If a dispute arises out of or in connection with these Conditions or the performance, validity or enforceability of a Contract (“Dispute”) then the parties shall follow the procedure set out in this Clause 12.8:

12.8.1.1

either party shall give to the other written notice of the Dispute, setting out its nature and full particulars (“Dispute Notice”), together with relevant supporting documents. On service of the Dispute Notice, the parties shall attempt in good faith to resolve the Dispute; and

12.8.1.2

if the parties are for any reason unable to resolve the Dispute within thirty ([30]) Business Days from service of the Dispute Notice, the parties will attempt to settle it by mediation in accordance with the Centre for Effective Dispute Resolution (“CEDR”) Model Mediation Procedure. Unless otherwise agreed between the parties, the mediator shall be nominated by CEDR. To initiate the mediation, a party must serve notice in writing (“ADR Notice”) to the other party to the Dispute, requesting mediation.

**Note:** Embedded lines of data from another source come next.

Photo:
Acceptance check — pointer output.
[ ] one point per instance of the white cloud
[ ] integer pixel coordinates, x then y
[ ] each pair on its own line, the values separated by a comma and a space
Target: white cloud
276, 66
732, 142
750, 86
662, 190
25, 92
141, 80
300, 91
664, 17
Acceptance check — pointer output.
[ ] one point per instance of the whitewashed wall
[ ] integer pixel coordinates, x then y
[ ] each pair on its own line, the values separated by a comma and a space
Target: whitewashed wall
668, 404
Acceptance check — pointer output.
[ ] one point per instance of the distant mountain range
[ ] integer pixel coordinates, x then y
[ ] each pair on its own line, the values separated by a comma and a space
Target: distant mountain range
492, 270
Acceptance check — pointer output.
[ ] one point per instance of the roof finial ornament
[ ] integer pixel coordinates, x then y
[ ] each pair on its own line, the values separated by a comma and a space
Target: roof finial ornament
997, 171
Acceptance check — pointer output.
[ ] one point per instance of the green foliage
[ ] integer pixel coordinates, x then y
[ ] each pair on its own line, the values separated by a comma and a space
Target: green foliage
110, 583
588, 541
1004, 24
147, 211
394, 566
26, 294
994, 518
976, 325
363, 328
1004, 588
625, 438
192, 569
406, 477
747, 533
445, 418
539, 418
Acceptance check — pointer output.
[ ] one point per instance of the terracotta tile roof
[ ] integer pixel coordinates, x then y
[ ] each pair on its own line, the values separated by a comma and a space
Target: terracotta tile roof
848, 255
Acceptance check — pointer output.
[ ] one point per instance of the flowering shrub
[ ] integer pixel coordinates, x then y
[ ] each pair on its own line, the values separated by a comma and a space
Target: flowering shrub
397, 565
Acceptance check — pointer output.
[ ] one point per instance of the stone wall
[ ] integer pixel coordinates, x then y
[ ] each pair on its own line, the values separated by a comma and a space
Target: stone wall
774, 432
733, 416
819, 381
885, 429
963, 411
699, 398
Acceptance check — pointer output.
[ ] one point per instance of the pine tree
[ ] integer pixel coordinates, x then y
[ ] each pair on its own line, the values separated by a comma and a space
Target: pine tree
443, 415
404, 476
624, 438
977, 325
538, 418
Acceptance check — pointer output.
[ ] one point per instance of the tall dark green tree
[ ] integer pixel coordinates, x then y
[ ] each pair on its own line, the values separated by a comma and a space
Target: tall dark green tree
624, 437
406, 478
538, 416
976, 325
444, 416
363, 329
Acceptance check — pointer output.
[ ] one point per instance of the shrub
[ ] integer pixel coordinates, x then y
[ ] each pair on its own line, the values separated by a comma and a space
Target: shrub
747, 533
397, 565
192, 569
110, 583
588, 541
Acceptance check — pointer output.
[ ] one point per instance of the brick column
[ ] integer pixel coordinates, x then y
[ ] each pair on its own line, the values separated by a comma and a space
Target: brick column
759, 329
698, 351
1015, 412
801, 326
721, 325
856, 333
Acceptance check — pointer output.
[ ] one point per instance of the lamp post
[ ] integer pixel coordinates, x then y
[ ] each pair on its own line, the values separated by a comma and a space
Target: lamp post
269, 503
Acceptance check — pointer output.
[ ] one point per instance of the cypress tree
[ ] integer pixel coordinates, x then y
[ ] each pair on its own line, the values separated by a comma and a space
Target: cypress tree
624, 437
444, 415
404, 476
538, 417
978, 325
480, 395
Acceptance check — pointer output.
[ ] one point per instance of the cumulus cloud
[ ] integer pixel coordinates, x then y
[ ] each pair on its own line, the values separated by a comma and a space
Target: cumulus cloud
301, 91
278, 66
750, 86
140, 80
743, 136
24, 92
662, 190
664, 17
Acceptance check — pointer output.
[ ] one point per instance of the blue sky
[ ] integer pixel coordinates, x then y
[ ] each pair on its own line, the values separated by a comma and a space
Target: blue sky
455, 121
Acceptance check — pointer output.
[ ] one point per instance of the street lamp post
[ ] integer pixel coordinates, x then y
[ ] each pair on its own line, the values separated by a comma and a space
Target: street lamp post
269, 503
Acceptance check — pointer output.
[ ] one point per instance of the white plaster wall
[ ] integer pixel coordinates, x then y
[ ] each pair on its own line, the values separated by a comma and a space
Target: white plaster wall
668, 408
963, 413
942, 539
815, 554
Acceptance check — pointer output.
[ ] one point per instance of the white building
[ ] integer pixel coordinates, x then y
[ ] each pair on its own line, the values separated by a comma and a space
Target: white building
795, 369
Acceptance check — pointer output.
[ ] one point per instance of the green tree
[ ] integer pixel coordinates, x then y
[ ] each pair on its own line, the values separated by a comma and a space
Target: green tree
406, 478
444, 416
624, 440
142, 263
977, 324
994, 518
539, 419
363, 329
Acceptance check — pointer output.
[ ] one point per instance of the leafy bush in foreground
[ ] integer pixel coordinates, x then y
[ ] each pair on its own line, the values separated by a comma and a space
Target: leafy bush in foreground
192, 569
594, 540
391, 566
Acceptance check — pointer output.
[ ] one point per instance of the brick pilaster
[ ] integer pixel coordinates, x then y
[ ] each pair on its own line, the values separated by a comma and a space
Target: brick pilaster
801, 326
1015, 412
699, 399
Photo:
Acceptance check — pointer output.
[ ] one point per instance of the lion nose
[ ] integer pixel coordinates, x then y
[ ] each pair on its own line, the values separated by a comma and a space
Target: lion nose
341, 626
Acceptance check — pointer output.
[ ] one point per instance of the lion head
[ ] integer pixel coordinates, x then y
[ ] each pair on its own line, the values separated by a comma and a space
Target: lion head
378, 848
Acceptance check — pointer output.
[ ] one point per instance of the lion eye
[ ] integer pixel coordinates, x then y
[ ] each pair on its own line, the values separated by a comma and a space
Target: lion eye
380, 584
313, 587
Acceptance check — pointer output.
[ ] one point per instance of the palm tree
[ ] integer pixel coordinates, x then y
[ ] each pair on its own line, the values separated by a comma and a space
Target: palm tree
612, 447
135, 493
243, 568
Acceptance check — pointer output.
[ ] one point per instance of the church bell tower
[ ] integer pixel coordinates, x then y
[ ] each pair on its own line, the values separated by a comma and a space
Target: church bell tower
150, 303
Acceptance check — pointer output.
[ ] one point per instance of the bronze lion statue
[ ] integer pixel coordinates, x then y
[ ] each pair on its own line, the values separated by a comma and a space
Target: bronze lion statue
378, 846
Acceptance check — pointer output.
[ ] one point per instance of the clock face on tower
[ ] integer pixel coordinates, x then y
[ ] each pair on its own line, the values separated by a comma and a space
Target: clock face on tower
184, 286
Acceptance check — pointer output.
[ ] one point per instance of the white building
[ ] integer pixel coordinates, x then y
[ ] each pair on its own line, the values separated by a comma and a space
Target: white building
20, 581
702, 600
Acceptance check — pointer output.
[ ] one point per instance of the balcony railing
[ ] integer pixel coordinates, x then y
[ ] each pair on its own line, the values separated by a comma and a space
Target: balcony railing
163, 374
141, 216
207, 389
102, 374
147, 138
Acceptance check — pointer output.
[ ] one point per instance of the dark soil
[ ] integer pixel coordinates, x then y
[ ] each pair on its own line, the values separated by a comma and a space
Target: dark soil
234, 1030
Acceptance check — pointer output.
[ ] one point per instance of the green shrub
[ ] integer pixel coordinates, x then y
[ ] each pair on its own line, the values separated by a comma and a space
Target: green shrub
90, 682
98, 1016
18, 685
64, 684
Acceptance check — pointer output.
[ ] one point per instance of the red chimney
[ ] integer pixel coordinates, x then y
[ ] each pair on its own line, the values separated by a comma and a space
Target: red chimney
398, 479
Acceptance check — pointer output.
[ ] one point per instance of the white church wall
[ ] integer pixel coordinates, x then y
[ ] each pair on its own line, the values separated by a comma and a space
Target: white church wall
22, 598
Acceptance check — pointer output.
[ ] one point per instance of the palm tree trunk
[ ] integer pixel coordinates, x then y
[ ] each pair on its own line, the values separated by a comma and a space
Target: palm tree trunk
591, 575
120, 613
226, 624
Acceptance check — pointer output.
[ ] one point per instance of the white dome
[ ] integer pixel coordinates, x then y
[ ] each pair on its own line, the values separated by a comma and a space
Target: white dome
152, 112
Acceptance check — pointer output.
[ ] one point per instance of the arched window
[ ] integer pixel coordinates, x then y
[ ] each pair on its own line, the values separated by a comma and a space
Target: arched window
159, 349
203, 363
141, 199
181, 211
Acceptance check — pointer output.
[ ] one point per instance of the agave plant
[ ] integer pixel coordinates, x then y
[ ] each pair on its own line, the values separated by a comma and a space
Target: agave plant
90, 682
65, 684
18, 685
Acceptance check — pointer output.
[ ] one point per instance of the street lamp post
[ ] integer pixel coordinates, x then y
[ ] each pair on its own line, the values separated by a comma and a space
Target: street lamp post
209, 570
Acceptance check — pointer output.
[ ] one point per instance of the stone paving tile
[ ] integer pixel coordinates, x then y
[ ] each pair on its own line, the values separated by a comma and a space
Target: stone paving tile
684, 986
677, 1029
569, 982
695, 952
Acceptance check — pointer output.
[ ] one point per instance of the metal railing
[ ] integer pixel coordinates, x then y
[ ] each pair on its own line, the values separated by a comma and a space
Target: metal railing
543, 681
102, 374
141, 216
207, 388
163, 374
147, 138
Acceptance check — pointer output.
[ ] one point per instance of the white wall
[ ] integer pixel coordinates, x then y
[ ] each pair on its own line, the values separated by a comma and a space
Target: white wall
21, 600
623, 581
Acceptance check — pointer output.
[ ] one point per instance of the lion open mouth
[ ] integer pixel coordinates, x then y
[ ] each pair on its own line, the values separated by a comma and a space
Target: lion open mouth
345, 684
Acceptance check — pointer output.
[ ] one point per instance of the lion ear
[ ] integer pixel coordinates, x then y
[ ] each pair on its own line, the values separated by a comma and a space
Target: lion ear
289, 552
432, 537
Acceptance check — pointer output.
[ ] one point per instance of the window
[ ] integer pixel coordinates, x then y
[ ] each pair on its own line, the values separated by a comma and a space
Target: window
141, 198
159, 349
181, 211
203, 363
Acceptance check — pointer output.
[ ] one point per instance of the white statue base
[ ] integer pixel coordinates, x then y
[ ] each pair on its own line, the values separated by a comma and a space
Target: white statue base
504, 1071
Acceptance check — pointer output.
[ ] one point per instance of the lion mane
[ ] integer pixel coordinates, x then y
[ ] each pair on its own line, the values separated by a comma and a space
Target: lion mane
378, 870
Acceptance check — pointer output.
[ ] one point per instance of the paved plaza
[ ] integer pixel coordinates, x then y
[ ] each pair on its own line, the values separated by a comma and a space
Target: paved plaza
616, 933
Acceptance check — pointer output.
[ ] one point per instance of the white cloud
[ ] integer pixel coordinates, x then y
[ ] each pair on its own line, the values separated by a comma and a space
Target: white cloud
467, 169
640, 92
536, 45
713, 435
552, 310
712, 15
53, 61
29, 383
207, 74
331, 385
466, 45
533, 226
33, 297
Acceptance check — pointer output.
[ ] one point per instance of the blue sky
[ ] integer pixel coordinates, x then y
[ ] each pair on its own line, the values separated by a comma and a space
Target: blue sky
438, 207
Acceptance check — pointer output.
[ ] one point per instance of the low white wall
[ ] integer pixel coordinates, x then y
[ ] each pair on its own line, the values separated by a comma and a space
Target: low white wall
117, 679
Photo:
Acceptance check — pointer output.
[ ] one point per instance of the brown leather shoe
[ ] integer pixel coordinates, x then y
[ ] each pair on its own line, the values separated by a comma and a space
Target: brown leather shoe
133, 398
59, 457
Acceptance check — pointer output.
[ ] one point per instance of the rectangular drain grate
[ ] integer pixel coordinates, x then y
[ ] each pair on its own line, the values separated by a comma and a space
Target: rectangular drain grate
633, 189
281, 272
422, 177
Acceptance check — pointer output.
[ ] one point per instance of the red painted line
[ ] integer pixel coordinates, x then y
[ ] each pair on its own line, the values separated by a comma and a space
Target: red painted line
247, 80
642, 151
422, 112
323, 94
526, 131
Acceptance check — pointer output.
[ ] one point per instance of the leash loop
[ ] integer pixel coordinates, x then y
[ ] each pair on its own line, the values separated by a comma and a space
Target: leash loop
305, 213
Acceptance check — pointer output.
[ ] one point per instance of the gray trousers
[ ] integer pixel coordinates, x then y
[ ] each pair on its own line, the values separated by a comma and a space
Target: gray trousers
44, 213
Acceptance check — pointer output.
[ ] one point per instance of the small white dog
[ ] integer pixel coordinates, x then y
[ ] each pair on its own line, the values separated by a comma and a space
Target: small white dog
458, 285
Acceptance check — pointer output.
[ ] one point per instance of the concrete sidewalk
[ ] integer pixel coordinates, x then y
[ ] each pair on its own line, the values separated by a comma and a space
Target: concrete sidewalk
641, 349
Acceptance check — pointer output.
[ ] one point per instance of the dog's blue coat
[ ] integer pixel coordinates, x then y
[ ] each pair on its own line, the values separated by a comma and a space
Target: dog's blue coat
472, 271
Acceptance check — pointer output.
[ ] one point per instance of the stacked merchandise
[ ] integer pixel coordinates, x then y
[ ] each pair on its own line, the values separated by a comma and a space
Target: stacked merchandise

A copy of the ADR Notice should be sent to CEDR. The mediation will start not later than fourteen ([14]) Business Days after the date of the ADR Notice.

12.8.2

If the Dispute is not resolved within one ([1]) month of the mediator’s appointment by CEDR, then either party may commence legal proceedings, but provided that nothing in this Clause 12.8 shall prevent either party from either continuing with any means of alternative dispute resolution as may be agreed in writing from time to time.

12.9 Third-party rights.

12.9.1

Unless it expressly states otherwise, the Contract does not give rise to any rights under the Contracts (Rights of Third Parties) Act 1999 to enforce any term of the Contract.

12.9.2

The rights of the parties to rescind or vary the Contract are not subject to the consent of any other person.

12.10 Entire Agreement.

12.10.1

The Contract constitutes the entire agreement between the parties and supersedes and extinguishes all previous agreements, promises, assurances, warranties, representations and understandings between them, whether written or oral, relating to its subject matter.

12.10.2

Each party acknowledges that in entering into the Contract it does not rely on and shall have no remedies in respect of any statement, representation, assurance or warranty (whether made innocently or negligently) that is not set out in the Contract. Each party agrees that it shall have no claim for innocent or negligent misrepresentation or negligent misstatement based on any statement in the Contract.

12.10.3

Nothing in this clause shall limit or exclude any liability for fraud.

12.11 Governing Law.

The Contract, and any dispute or claim (including non-contractual disputes or claims) arising out of or in connection with it or its subject matter or formation shall be governed by and construed in accordance with the law of England and Wales.

12.12 Jurisdiction.

Each party irrevocably agrees that the courts of England and Wales shall have exclusive jurisdiction to settle any dispute or claim (including non-contractual disputes or claims) arising out of or in connection with the Contract or its subject matter or formation.